そこで企業にとって重要となるのが、SEOならぬGEO(Generative Engine Optimization)対策だ。平嶋氏は、「一部のブランドではすでにAIによる自社トラフィックへの影響を受けており、対応を模索中の企業も存在する。メディアサイトでも通常の人間のアクセスが減少している」として、LLM最適化へのニーズが急増していると話す。
こうしたニーズに対応するのが、Adobe LLM Optimizerだという。そのコンセプトは、「AI時代の検索で見つけられ、引用され、選ばれるブランドへ」というもので、AIネイティブ検索におけるブランドの可視性や影響力、成果を継続的に最適化するとした。
Adobe LLM Optimizerは、AI主導の検索が増える中、ブランドや製品、コンテンツが「見え、正確で、影響力のある状態」を確保する。また、従来のアナリティクスが見逃すエージェンティックトラフィックを可視化し、AIによる発見をブランドエンゲージメントと収益につなげる。さらには、外部に良い影響を及ぼすようサイト内の改善案を提案し、提案内容をサイトに反映させるという。
Adobe LLM Optimizerの機能のひとつに、レポートとインサイト機能がある。これは、自社ブランドがAIによってどのように評価されているかを可視化するもの。また、トラフィックの種類がエージェント経由によるものか、LLMの出力結果からアクセスしたリファラルトラフィックによるものかも分析する。
具体的な改善や最適化案を提示する機能も備わっている。404エラーなどのリンク切れや古いサイトマップなど、自社サイト内の課題を検出し、改善案を提示する。自社サイトだけでなく、Wikipediaなどの外部チャネルに対しても、ブランド認知を高めるための最適化策を提案する。こうした提案は、信頼性が高く、有益で高品質な情報を優先するLLMの特徴に基づいているという。
Adobe Experience Managerを利用している企業であれば、提案された改善内容をワンクリックで反映することも可能だ。「通常であれば時間がかかる修正作業も、Adobe製品との連携によりスピーディに対応できる。Adobe製品を利用していない場合も、提案内容をコピーして外部の制作会社や代理店に依頼できる」と平嶋氏は説明する。
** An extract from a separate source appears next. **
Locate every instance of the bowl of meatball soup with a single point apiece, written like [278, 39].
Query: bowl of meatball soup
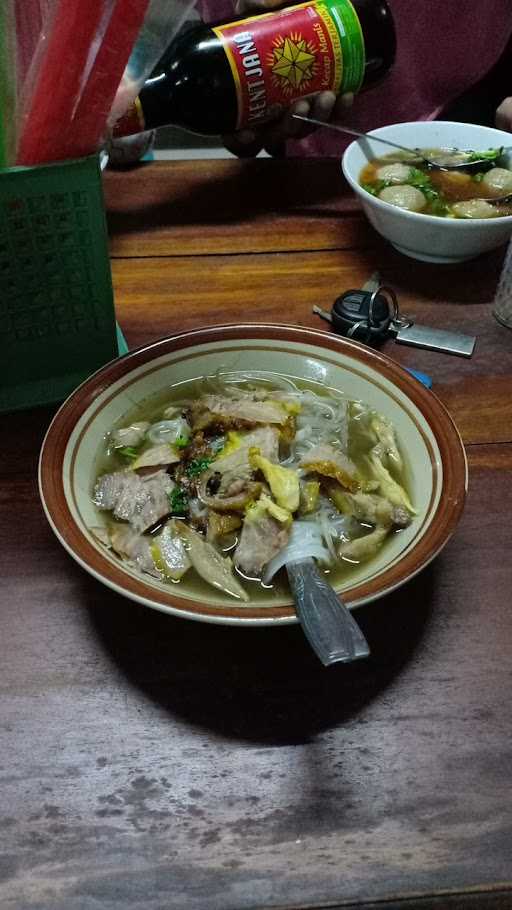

他社製品に対するAdobe LLM Optimizerの強みについて、平嶋氏はまずエージェントトラフィックの分析精度を挙げる。「他社製品の多くはサンプリングを用いているが、Adobe LLM OptimizerはCDNログに直接アクセスすることで、実際のクエリボリュームを正確に把握できる」と平嶋氏。
また、オフサイトの最適化にも対応しており、「ソーシャルフォーラムや外部メディア、権威ある第三者サイトにおけるブランドの影響力を強化する改善策を提案する。加えて、KPIや実行ステップ、ドラフトコンテンツまで明示された実践的な改善案を提示できる点も特徴だ」と平嶋氏はいう。
さらに平嶋氏は、アトリビューションモデリング機能についても触れ、「LLMを起点とした流入や引用トラフィックが実際の収益にどう結びついているかを可視化する。CDNログをもとに、どこから流入があったのか、ユーザーがどの程度コンバージョンに至ったかを分析できるため、最適化の前後で成果の変化を比較することも可能だ」とし、同ソリューションの強みをアピールした。